The cluster template is also represented for this plugin. It's named vanilla-2 and contains 1 master and 3 worker nodes.
Cloudera Hadoop Distribution (CDH) 5.4.0:
There are 3 node groups created for this plugin. First one is named cdh-5-master and contains all management Hadoop components - NameNode, HistoryServer and ResourceManager. It also includes Oozie server required to run Hadoop jobs. Second one is named cdh-5-manager and contains Cloudera Management component that provides UI to manage Hadoop cluster. Third one is named cdh-5-worker and contains components required for data storage and processing - NodeManager and DataNode.
The cluster template is also represented for this plugin. It's named cdh-5 and contains 1 manager, 1 master and 3 worker nodes.

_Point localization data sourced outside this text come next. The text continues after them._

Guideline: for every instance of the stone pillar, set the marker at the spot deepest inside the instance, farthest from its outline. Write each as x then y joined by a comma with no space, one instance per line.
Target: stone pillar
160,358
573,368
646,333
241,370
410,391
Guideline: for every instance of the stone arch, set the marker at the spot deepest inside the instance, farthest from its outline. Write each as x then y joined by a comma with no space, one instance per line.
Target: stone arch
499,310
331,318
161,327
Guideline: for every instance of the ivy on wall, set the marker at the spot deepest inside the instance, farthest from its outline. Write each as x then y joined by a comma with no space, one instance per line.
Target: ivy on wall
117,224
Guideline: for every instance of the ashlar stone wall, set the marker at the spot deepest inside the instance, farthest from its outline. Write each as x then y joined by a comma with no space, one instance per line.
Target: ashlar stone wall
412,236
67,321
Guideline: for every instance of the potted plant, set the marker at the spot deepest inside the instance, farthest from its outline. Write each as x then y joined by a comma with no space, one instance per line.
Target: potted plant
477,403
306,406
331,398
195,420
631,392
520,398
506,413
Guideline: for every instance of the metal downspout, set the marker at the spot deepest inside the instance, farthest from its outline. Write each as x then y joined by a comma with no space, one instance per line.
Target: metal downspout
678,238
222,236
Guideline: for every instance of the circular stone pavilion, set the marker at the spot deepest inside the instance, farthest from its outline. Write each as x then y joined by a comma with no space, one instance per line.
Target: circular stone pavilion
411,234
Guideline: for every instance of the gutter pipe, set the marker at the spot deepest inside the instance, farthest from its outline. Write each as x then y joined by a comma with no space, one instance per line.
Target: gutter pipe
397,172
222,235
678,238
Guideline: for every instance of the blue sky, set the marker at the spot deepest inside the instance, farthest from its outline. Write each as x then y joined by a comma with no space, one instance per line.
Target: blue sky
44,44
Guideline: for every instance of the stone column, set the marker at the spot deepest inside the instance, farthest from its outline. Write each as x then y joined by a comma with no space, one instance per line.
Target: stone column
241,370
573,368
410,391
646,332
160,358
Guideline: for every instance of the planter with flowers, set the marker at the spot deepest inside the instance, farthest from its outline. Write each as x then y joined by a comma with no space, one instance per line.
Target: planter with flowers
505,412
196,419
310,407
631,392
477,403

Hortonworks Data Platform (HDP) 2.2:
There are also 2 node groups created for this plugin. First one named hdp-2-2-master and contains all management Hadoop components - Ambari, NameNode, MapReduce HistoryServer, ResourceManager, YARN Timeline Server, ZooKeeper. It also includes Oozie server required to run Hadoop jobs. Second one named hdp-2-2-worker and contains components required for data storage and processing - NodeManager and DataNode.
The cluster template is also represented for this plugin. It's named hdp-2-2 and contains 1 master and 4 worker nodes.
For additional information about using Sahara to run Apache Hadoop, see the Sahara documentation.